More on Social Security and Ponzi
By David Henderson
In his comment on my previous post on Paul Krugman and whether Social Security is a Ponzi scheme, “wintercow20” writes:
Would it not have made sense from the outset to argue something like, “Professor Krugman also recognizes the problems with Social Security?”
Good point. What Krugman did not disown was this part of his article 15 years ago:
Well, the Ponzi game will soon be over, thanks to changing demographics, so that the typical recipient henceforth will get only about as much as he or she put in (and today’s young may well get less than they put in).
In other words, Krugman does recognize a key problem with Social Security.
In his comment on my post, Bob Murphy highlights the item linked to by Krugman in which the Social Security Administration thought it important to clarify what Ponzi’s scheme was vs. what the Social Security system is. The whole thing is worth reading. The Social Security historian, Larry DeWitt, ends with this:
The first modern social insurance program began in Germany in 1889 and has been in continuous operation for more than 100 years. The American Social Security system has been in continuous successful operation since 1935. Charles Ponzi’s scheme lasted barely 200 days.
In about 2000, when I was writing my chapter on Social Security in The Joy of Freedom: An Economist’s Odyssey, I was in touch with Mr. DeWitt on the phone. He told me that he had written the Ponzi analysis for the Social Security Administration’s web site and that it had been up for a while but then the higher-ups decided to take it down. He and I were both disappointed. I’m glad they have relented and put it back up.

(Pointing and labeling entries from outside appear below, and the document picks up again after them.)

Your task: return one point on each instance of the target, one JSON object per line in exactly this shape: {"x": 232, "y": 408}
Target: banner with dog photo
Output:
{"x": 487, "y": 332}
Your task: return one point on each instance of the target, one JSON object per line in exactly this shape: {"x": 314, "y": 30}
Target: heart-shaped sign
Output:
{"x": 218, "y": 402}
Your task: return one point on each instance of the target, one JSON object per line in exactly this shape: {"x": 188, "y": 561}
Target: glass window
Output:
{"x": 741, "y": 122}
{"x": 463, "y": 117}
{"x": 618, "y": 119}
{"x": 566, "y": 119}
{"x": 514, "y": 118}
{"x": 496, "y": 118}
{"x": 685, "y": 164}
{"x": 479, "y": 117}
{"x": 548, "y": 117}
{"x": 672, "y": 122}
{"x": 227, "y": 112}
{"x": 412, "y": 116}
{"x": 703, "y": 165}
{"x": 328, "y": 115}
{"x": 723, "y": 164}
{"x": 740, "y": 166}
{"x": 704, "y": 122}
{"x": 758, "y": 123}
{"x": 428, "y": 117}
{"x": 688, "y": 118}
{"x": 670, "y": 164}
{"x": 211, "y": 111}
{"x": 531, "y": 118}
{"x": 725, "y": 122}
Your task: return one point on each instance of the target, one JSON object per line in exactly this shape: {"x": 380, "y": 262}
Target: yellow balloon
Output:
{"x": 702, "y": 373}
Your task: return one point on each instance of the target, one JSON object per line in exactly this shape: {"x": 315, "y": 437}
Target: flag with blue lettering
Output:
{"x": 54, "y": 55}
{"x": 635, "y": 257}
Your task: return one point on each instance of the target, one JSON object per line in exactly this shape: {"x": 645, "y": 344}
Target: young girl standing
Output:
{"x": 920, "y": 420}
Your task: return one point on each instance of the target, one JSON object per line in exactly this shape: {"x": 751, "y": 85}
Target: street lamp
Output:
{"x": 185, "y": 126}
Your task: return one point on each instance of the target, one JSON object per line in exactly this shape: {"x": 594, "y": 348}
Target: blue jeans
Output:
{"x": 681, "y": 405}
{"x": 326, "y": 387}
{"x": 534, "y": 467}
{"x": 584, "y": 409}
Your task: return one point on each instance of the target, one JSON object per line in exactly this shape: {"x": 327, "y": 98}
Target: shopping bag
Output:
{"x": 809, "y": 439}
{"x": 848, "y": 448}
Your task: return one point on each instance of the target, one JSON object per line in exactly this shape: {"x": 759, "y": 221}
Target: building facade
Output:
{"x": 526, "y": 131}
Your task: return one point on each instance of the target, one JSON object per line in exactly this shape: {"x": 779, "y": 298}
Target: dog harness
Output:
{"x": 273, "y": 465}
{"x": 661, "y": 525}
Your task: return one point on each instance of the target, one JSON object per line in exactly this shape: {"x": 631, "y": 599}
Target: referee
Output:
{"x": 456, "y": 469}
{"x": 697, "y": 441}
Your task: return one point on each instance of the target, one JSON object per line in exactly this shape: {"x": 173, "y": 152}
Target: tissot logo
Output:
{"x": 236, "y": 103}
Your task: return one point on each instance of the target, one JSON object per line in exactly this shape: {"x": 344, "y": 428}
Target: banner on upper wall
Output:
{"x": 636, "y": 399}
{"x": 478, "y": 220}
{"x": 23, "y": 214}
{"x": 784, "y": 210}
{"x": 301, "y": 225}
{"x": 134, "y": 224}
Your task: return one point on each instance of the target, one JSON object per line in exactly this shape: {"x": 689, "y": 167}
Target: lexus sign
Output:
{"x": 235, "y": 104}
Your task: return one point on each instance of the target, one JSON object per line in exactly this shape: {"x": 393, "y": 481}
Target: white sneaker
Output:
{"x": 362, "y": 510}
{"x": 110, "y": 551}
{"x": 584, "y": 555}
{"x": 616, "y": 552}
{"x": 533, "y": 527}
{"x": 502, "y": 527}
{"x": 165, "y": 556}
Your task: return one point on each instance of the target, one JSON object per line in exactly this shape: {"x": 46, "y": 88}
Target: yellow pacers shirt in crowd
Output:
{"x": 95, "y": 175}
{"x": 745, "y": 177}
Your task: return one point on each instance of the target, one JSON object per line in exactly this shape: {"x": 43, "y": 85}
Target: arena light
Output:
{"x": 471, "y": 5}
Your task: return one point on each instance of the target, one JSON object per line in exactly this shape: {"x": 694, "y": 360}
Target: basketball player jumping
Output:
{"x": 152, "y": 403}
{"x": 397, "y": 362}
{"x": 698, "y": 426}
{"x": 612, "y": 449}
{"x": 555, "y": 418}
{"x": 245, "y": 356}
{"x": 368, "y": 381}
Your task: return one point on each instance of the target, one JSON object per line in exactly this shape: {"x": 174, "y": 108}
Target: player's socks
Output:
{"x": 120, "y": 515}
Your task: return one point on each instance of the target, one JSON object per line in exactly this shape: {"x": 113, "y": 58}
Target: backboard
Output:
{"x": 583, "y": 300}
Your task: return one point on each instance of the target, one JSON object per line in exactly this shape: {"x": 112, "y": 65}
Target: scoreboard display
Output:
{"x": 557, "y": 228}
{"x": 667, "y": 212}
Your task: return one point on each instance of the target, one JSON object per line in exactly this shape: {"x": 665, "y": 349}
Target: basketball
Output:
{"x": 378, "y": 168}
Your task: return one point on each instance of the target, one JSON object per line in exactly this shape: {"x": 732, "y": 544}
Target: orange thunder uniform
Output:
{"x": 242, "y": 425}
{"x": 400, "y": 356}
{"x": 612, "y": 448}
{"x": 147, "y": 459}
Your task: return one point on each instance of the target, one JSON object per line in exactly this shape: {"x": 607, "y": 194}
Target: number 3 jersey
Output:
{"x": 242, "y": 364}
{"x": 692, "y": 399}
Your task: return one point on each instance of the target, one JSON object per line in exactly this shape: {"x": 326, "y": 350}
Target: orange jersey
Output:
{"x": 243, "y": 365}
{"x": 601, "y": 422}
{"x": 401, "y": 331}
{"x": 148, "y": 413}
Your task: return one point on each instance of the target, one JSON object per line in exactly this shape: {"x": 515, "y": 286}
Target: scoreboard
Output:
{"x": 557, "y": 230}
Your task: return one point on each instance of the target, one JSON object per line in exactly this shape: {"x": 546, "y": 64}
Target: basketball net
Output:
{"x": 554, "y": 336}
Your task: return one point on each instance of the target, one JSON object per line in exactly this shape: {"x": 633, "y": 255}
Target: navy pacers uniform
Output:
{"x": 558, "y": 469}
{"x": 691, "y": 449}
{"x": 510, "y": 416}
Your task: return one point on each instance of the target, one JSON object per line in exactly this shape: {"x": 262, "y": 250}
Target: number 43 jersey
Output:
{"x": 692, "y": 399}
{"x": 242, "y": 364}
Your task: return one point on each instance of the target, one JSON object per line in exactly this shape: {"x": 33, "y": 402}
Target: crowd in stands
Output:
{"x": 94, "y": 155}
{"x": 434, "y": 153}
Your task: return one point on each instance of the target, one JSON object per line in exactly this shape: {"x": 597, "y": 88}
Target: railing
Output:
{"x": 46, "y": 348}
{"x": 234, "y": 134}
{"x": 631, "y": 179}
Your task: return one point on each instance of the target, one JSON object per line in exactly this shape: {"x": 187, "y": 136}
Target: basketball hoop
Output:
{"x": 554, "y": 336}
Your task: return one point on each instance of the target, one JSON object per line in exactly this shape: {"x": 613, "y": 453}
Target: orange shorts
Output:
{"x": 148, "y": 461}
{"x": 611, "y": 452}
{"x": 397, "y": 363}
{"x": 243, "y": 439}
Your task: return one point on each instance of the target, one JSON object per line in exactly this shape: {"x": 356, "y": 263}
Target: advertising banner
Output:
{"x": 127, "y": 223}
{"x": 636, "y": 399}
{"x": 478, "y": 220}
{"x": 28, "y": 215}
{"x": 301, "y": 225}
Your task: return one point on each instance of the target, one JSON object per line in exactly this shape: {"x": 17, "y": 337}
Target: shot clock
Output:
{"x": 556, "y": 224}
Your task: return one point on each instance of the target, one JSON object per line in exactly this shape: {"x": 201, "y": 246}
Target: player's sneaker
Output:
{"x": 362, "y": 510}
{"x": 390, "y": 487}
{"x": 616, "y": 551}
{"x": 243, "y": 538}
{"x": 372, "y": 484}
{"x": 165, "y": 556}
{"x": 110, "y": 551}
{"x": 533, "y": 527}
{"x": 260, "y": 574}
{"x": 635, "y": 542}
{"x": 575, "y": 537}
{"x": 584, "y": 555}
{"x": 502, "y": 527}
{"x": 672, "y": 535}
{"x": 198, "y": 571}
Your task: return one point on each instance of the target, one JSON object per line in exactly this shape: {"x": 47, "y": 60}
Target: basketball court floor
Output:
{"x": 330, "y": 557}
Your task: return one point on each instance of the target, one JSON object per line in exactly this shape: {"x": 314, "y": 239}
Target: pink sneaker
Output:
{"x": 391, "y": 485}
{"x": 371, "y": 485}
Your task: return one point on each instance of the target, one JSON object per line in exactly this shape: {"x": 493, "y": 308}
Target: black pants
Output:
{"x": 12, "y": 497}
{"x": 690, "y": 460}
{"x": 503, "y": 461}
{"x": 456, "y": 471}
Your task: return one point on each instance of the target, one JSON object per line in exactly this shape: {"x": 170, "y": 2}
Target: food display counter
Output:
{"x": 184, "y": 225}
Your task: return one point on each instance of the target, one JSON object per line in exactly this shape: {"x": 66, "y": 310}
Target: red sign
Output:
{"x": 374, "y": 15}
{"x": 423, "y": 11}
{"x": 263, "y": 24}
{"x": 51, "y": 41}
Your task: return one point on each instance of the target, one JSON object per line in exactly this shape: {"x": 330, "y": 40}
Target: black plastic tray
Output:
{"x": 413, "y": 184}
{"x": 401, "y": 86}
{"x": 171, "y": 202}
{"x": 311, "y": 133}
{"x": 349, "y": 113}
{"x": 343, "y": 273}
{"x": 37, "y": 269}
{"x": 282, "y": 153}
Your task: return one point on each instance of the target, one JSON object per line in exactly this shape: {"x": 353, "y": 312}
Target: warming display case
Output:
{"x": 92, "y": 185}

I’ve had feedback off-line from someone suggesting that I clarify whether Social Security is a Ponzi scheme. Here’s what I wrote in The Joy of Freedom:
There are two main differences between Ponzi’s original scam and the Social Security system. The first difference is that Social Security is run by government and, whatever its constitutionality and its questionable ethics, is legal. The second difference follows from the first: Whereas Ponzi had to rely on suckers, the government can and does use force. It’s true that the government refers to the Social Security payroll taxes–a hefty 10.6 percent (an extra 1.8 percent is for disability insurance and a further 2.9 percent, levied on all income from work, is for Medicare) of every worker’s earnings up to $80,400 in 2001–as “contributions.” But just try not “contributing.” That’s what Valentine Byler, an Amish farmer in New Wilmington, Pennsylvania, did in 1961. His religion taught that its members should care for each other and he tried to act on his religious beliefs by not paying Social Security taxes. The Internal Revenue Service responded by seizing three of his horses and selling them to collect $308.96 in unpaid taxes.
The use of force is the key to why Social Security has lasted so much longer than Ponzi’s scheme.